Sur le bien-être animal comme sur le #glyphosate, la loi #agri est une loi a minima : on ne met pas grand chose à l'intérieur. Des mois d'Etats Généraux, avec un niveau d'engagement énorme, pour accoucher d'une souris. #E1Matin
— François Ruffin (@Francois_Ruffin) 29 mai 2018
Le Parti socialiste (PS) a aussi dénoncé le poids des lobbies, tout comme Benoît Hamon, fondateur du mouvement Génération.s.
Le gouvernement et sa majorité repoussent un amendement visant l’interdiction du #Glyphosate dans les 3 ans. C’est un abandon d’un engagement d’E.Macron et une victoire des lobbies industriels contre notre santé. https://t.co/EZcVIjbL5w
— Parti socialiste (@partisocialiste) 29 mai 2018
Mais qui gouverne vraiment? Le gouvernement abandonne l'engagement d'@EmmanuelMacron sur l'interdiction sur le #glyphosate d'ici 3 ans. La santé pèse peu de choses face aux lobbies agricoles et chimiques. pic.twitter.com/47OhDWbW6C
— Benoît Hamon (@benoithamon) 29 mai 2018
Yannick Jadot, député européen, a sévèrement jugé Stéphane Travert, le ministre de l'Agriculture : «Il est le lobby», a-t-il déclaré sur France Inter.
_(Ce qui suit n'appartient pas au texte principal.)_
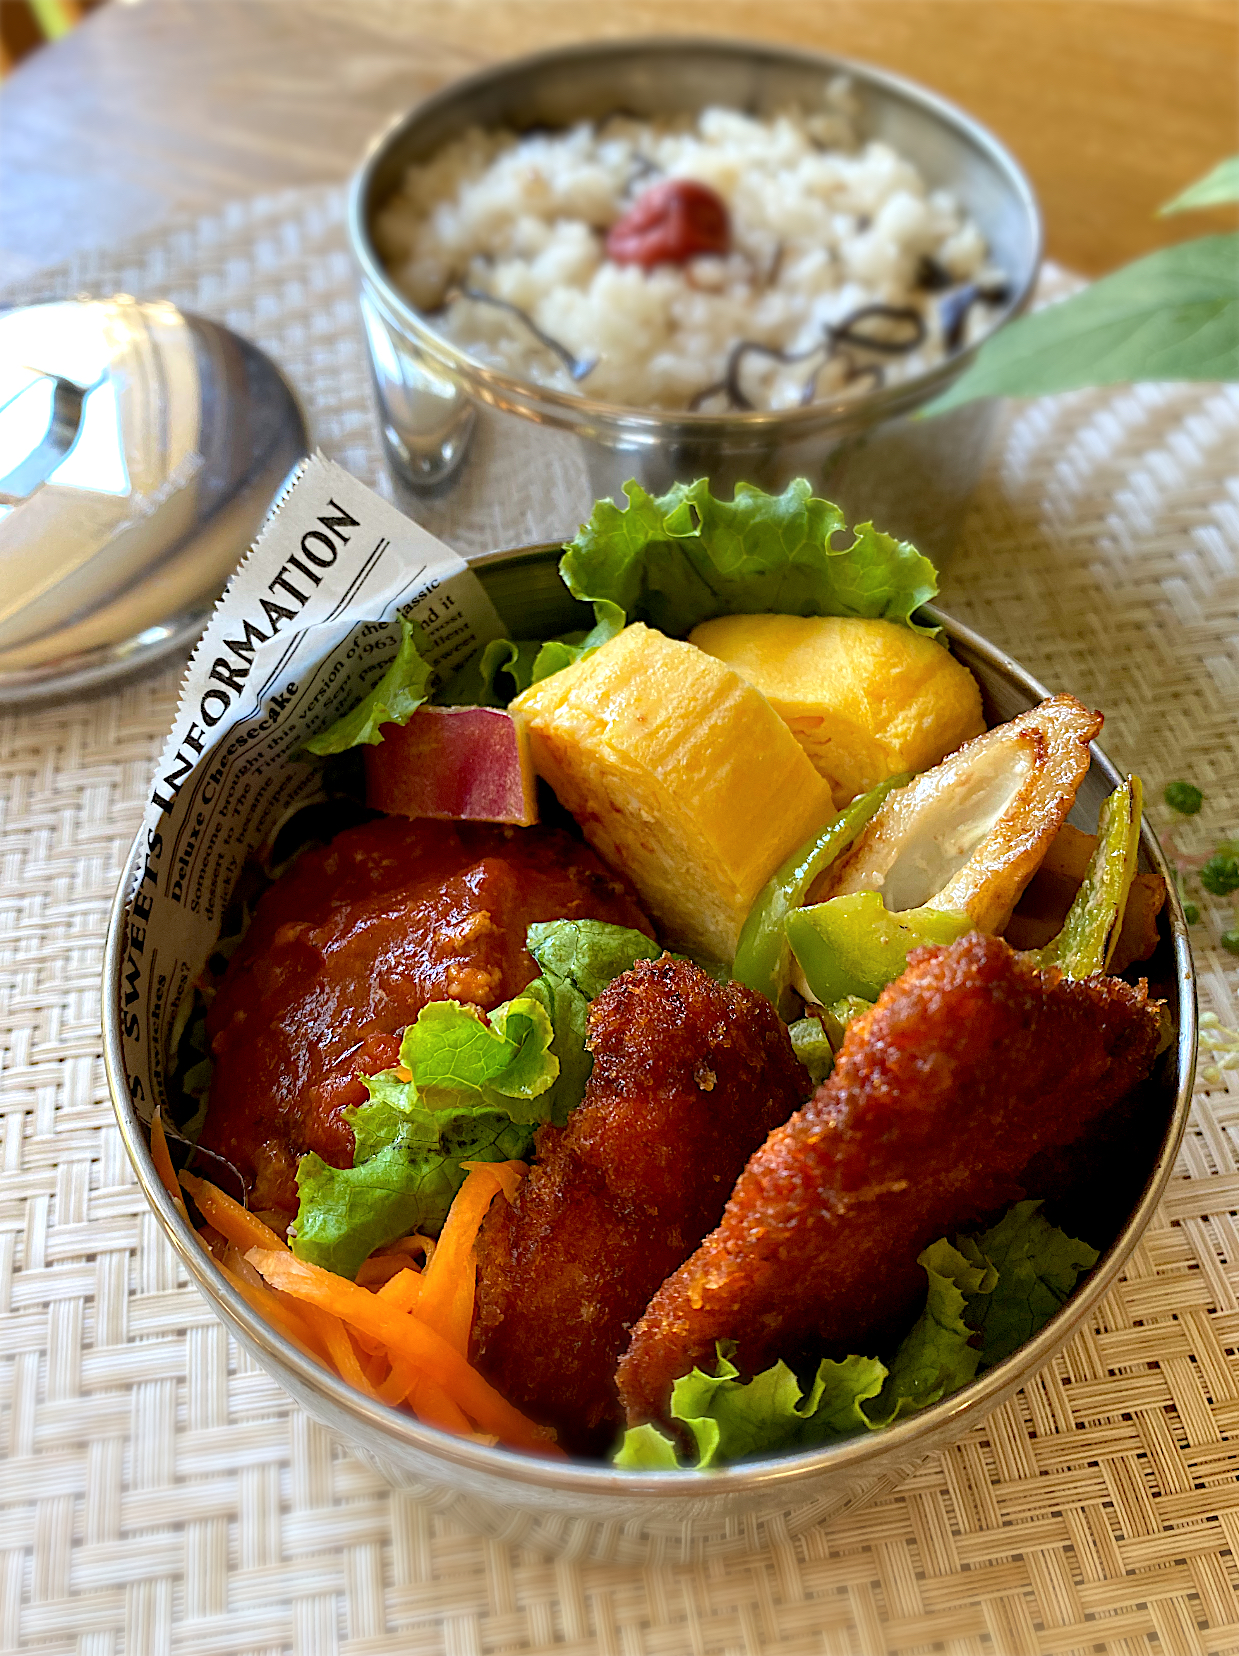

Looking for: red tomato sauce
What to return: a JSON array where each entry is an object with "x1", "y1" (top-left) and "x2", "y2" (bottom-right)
[{"x1": 201, "y1": 817, "x2": 651, "y2": 1212}]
Yannick Jadot au sujet de Stéphane Travert : "il est le lobby" #glyphosate#le79interpic.twitter.com/ZpKfq9DX8E
— France Inter (@franceinter) 29 mai 2018
A droite également, de nombreuses voix se sont faites entendre, comme celle de Florian Philippot, fondateur du parti Les Patriotes, qui dénonce la responsabilité de la Commission européenne. En effet, en avril 2018, Cecilia Malmström, la commissaire européenne au Commerce, avait déclaré au sujet de l’interdiction par la France du glyphosate en dépit de l'autorisation imposée pour cinq ans par l'Union européenne : «C'est pas possible.»
Recul (prévisible et annoncé) sur le #glyphosate : mon communiqué de presse ▶️ pic.twitter.com/sT38Rstlqg
— Florian Philippot (@f_philippot) 29 mai 2018
Nicolas Dupont-Aignan a fait quant à lui un plaidoyer en faveur de l'écologie.
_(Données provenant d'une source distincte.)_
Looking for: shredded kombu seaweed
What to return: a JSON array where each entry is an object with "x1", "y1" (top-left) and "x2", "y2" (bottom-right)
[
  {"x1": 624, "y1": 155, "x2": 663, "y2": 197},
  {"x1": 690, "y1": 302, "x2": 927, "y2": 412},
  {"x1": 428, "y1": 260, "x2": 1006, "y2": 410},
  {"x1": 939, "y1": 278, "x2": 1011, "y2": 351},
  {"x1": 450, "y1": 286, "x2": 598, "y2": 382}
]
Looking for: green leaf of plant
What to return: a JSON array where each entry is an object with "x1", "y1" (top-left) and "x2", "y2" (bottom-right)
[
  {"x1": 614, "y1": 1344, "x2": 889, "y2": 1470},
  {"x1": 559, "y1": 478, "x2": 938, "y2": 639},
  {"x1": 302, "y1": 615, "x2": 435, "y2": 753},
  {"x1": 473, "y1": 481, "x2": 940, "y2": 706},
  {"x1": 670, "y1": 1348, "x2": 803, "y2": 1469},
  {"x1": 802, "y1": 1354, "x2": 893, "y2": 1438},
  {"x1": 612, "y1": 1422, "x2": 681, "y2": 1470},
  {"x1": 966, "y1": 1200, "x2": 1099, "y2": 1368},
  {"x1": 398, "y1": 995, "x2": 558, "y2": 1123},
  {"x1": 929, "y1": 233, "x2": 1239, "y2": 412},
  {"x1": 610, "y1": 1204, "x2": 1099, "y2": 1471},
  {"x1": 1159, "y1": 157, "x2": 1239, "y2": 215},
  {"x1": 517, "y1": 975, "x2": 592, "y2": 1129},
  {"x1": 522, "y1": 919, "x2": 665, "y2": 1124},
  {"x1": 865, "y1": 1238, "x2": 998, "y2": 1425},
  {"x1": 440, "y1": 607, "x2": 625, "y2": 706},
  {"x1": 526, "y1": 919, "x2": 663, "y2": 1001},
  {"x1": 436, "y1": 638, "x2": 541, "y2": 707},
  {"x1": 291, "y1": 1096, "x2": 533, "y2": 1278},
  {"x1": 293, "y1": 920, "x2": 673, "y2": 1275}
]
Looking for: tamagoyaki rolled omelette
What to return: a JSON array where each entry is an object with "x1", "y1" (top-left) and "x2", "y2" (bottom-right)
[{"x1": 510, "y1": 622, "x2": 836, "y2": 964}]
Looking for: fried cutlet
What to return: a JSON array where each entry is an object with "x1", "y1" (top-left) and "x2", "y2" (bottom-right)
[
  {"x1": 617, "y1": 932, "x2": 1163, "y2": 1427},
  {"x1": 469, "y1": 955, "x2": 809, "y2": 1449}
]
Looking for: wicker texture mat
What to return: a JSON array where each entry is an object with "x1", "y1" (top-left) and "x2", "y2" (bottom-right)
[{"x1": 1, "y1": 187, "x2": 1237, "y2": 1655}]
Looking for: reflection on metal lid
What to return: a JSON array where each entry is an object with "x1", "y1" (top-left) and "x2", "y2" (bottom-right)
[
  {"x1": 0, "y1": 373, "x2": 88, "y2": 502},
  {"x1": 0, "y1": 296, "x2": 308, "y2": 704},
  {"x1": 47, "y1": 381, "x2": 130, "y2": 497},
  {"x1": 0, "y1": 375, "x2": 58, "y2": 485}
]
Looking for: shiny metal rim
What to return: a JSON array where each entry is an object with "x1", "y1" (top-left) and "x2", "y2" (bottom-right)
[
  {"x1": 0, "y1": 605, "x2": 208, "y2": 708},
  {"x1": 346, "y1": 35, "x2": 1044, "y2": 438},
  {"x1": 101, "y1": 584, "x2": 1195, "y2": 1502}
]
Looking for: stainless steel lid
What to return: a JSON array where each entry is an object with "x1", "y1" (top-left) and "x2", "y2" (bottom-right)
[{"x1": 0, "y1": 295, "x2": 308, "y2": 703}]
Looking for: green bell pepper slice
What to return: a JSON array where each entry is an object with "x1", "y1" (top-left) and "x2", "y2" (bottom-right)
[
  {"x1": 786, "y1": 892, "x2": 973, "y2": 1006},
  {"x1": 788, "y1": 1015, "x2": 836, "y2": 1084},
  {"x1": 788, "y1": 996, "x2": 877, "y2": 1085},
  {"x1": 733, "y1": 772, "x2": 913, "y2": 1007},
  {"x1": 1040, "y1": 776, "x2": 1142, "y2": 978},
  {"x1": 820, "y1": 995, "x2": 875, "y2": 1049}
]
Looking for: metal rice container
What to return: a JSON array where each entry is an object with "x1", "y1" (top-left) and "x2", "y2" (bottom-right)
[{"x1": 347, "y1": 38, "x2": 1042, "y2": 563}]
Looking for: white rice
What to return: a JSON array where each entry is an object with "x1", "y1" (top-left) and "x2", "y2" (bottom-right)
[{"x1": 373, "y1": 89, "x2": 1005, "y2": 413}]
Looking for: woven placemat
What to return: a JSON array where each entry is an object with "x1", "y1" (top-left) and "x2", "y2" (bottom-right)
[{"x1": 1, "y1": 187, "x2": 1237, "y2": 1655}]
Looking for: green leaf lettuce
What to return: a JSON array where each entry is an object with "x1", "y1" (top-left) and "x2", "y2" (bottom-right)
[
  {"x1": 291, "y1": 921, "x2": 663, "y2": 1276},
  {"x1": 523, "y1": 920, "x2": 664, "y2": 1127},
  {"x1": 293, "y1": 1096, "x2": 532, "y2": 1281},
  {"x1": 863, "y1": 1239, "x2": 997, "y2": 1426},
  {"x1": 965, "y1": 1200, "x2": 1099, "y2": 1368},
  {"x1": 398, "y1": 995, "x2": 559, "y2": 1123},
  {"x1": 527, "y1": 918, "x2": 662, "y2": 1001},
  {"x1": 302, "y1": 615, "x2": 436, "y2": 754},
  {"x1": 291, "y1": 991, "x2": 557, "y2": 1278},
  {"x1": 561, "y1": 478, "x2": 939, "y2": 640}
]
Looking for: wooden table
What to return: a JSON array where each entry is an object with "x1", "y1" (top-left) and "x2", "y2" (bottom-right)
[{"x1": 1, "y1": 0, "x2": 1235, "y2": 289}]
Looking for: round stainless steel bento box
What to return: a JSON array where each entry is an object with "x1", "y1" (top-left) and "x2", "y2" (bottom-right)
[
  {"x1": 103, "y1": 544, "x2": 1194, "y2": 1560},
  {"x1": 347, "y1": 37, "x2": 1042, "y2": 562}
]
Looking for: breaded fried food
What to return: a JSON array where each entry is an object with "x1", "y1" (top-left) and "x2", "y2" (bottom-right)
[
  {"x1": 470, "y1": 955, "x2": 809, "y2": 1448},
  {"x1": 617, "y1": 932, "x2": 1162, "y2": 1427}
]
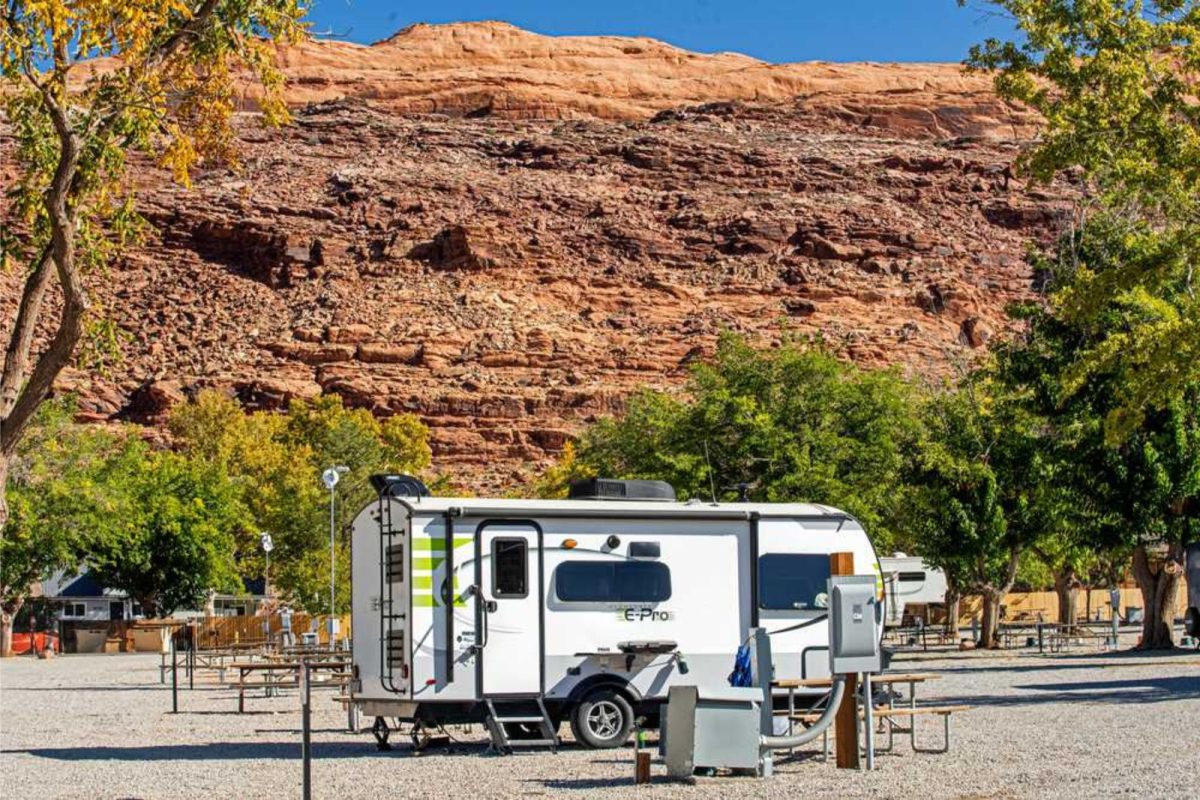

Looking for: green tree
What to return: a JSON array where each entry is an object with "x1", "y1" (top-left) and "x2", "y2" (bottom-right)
[
  {"x1": 1028, "y1": 535, "x2": 1103, "y2": 625},
  {"x1": 0, "y1": 0, "x2": 309, "y2": 535},
  {"x1": 168, "y1": 391, "x2": 432, "y2": 614},
  {"x1": 87, "y1": 450, "x2": 247, "y2": 617},
  {"x1": 961, "y1": 0, "x2": 1200, "y2": 432},
  {"x1": 529, "y1": 442, "x2": 594, "y2": 499},
  {"x1": 1, "y1": 399, "x2": 137, "y2": 655},
  {"x1": 907, "y1": 375, "x2": 1054, "y2": 647},
  {"x1": 1093, "y1": 396, "x2": 1200, "y2": 647},
  {"x1": 995, "y1": 237, "x2": 1200, "y2": 648},
  {"x1": 556, "y1": 334, "x2": 923, "y2": 553}
]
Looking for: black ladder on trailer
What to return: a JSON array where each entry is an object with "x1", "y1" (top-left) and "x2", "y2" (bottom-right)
[
  {"x1": 483, "y1": 695, "x2": 559, "y2": 753},
  {"x1": 378, "y1": 496, "x2": 406, "y2": 694}
]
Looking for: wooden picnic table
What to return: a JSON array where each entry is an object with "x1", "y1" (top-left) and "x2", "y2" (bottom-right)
[
  {"x1": 772, "y1": 672, "x2": 962, "y2": 759},
  {"x1": 231, "y1": 660, "x2": 351, "y2": 712},
  {"x1": 774, "y1": 672, "x2": 942, "y2": 690},
  {"x1": 268, "y1": 649, "x2": 350, "y2": 662},
  {"x1": 998, "y1": 621, "x2": 1118, "y2": 652}
]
Refus d'inscrire l'interdiction du #glyphosate dans la loi : @enmarchefr recule, les lobbies avancent. Les promesses présidentielles n'engagent que ceux qui y croient ! Redonnons la primeur à l'#écologie et accompagnons nos #agriculteurs dans cette phase de transition nécessaire. pic.twitter.com/WnVcOaLepz
— N. Dupont-Aignan (@dupontaignan) 29 mai 2018
L'amendement pour l'interdiction du glyphosate d'ici 2021 était proposé par Matthieu Orphelin, député La République en Marche (LREM) du Maine-et-Loire, proche du ministre de la transition écologique et solidaire, Nicolas Hulot. Son amendement n'a pas été retenu, même au sein de sa propre majorité par 63 votes contre, seuls 20 députés ayant voté pour. Pourtant, il comportait des dérogations pour ne pas nuire à certains secteurs agricoles. Matthieu Orphelin s'est plaint du peu de cas accordé à l'examen de cet amendement, examiné à 1h40 du matin.